987 yılından kalma bazı kayıtlarda, Vikinglerin Derbend mirinin yanında çalıştığı görülür. Aynı şeyi daha sonra Osmanlı imparatorluğu döneminde, İstanbul’da padişahın paralı askerleri arasında olduğu bilinir. Tarihi kayıtlara göre 1030-33 ve 1041 yıllarında Vikingler tekrar Berda’nın üzerine giderler ama son hücum onlar için felaket ile sonuçlanır. Çünkü belki ilk defa gördükleri meyveden çok yedikleri için çoğu zehirlenerek ölür.

 

Talandan dönen Vikinglerin kendileri ile beraber götürdükleri altın ve gümüş sikkeler, bilezik, kolye, kılıç, gerdanlık vs gibi değerli para ve madenler 1936 yılında Gotlan adasında bulunur.
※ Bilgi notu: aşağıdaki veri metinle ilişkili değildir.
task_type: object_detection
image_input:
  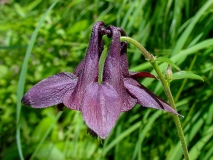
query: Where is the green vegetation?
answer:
[0,0,213,160]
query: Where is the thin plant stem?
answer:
[120,37,189,160]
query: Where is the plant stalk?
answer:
[120,36,189,160]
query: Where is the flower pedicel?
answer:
[22,22,179,139]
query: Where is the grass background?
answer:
[0,0,213,160]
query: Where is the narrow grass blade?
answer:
[16,0,58,160]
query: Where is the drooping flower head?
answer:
[22,22,178,139]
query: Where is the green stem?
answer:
[120,37,189,160]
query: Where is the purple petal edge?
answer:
[21,72,77,108]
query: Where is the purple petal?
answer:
[63,22,104,110]
[21,72,78,108]
[81,83,122,139]
[129,72,157,79]
[124,78,179,115]
[120,42,137,112]
[120,42,129,77]
[103,26,123,85]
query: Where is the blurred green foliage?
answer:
[0,0,213,160]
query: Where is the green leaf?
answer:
[172,71,204,81]
[156,57,181,71]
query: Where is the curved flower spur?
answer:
[22,22,178,139]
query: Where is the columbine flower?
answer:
[22,22,178,139]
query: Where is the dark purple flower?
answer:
[22,22,178,139]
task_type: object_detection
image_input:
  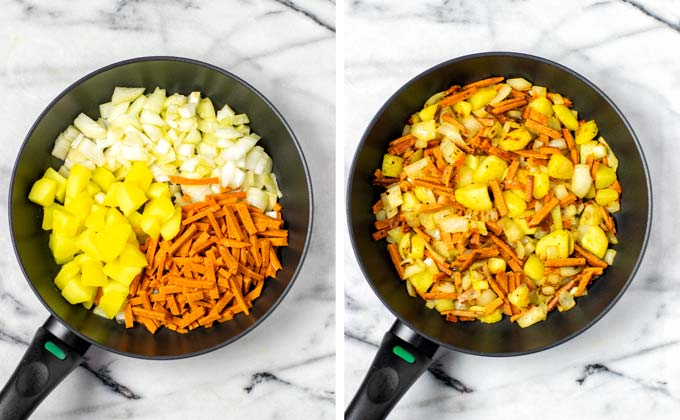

Parkta oynayan Emil Höggren ve Tage Larsson isimli çocukların tesadüfen bulduğu sikkelerin 708/9 ve 910/11 tarihleri arasında basıldığı ve Mervani Kürt Devletine ait olduğu tespit edildi. Mervani ve Şadiler arasında sıcak ilişkilerin olduğu, birbirlerine kız alıp verdiklerini biliyoruz. Kürtlere ait olan bu 2685 tane gümüş sikke, günümüzde Stockholm merkezindeki ”Kungliga Myntkabinettet” yani Kraliyet Sikke Müzesi’nde sergilendiğini belirtmekte fayda vardır.

 

Paraların sergilendiği müze duvarındaki haritanın üzerinde Şark Ülkesi yazar. Bunu Şadi Ülkesi olarak değiştirtmemek de bizim eksikliğimiz olsun!

Yazı daha önce Yeni Özgür Politika’da yayınlandı.